People use chainsaws to cut a rosewood tree in Siem Reap on Sunday for transportation. Apsara Authority
People use chainsaws to cut a rosewood tree in Siem Reap on Sunday for transportation. Apsara Authority

Questions raised over Apsara Authority's decision to fell tree

A 100-year-old rosewood tree felled by the Apsara Authority after it was found partially cut was impounded by the Forestry Administration in Siem Reap on Sunday, with a forestry official and an activist questioning the necessity of the move.

The Apsara Authority, which manages the Angkor Archaeological Park, said it cut down the 90-centimetre-thick tree after finding it partially sawn into by others. On its Facebook page, the authority said it removed the tree to prevent it from falling on pedestrians and to ensure that illegal loggers did not succeed in taking the endangered and valuable wood.

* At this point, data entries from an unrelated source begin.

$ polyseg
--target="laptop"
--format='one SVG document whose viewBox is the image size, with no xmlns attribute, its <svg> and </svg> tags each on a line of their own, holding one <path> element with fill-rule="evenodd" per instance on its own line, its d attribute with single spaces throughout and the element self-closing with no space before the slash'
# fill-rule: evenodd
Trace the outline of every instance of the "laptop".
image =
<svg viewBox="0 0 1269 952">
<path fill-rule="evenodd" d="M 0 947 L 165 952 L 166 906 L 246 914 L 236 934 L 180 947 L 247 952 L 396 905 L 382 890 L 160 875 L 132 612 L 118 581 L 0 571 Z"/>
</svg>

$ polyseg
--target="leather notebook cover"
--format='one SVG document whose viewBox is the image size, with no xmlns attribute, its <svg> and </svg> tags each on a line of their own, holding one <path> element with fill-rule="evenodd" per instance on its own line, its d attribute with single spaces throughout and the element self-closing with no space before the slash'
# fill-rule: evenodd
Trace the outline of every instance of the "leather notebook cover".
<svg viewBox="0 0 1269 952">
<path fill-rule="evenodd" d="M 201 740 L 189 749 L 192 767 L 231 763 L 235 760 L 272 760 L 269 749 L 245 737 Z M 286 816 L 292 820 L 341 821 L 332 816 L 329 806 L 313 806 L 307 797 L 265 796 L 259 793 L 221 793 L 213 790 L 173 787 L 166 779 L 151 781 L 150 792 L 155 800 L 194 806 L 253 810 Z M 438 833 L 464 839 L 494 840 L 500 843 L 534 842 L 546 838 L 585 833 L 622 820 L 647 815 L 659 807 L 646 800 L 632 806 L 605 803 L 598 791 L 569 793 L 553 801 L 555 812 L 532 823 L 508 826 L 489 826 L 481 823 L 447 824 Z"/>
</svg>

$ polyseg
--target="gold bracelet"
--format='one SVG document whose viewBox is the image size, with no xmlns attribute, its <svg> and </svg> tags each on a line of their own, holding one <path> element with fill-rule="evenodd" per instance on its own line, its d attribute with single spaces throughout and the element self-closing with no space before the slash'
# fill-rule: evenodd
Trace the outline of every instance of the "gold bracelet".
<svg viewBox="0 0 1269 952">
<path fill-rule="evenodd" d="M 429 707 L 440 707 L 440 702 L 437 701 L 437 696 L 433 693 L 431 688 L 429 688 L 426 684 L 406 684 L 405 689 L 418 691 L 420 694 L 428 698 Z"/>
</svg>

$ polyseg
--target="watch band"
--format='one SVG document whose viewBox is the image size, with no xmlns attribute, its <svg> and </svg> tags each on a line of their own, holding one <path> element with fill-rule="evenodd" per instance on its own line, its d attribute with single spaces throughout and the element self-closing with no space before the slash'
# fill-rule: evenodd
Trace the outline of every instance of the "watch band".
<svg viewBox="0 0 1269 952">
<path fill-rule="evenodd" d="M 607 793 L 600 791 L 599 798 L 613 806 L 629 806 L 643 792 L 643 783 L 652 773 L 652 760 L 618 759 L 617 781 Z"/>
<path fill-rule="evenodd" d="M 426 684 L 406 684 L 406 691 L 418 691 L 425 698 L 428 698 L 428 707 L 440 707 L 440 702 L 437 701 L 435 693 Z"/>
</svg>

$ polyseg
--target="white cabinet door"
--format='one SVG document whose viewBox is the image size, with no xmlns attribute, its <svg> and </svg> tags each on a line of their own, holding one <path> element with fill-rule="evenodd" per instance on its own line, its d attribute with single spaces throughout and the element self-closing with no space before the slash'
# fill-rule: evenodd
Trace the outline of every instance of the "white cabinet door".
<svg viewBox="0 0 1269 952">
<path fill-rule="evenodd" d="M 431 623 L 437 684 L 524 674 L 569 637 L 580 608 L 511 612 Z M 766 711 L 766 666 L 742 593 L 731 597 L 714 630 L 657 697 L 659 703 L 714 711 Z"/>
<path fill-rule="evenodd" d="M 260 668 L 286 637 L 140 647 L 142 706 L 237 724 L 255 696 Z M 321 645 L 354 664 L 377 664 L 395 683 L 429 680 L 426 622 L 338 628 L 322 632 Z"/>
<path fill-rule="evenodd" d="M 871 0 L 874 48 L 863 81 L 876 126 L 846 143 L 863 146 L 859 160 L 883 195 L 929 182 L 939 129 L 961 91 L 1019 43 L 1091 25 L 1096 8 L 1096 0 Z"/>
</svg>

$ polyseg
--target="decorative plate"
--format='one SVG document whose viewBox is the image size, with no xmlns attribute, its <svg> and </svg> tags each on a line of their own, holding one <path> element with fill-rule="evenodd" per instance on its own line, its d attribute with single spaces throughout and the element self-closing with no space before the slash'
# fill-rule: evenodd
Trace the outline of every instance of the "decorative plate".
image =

However, Tea Kimsoth, director of the Siem Reap Forestry Administration, indicated that it wasn’t necessary to fell the tree, adding that his authorities confiscated the luxury log.

“Logging it was not right, because the cut was only 15 centimetres [deep],” Kimsoth said, adding that forestry officials would be investigating the identity of the individuals who cut into the tree in the first place. “If we find them, we will send them to jail,” the official said.

The tree was at the centre of a site of local worship, according to activist monk But Buntenh, who also said it should not have been cut down because the damage to its trunk was so minor.

“It is so funny for the authorities to say they are afraid criminals will take the timber. How can they steal the timber if the tree is standing?” Buntenh asked. “They should take measures to investigate and find the criminal, not to cut down a tree that people worship.”

He suggested authorities return the log so it can be turned into a statue of the Buddha.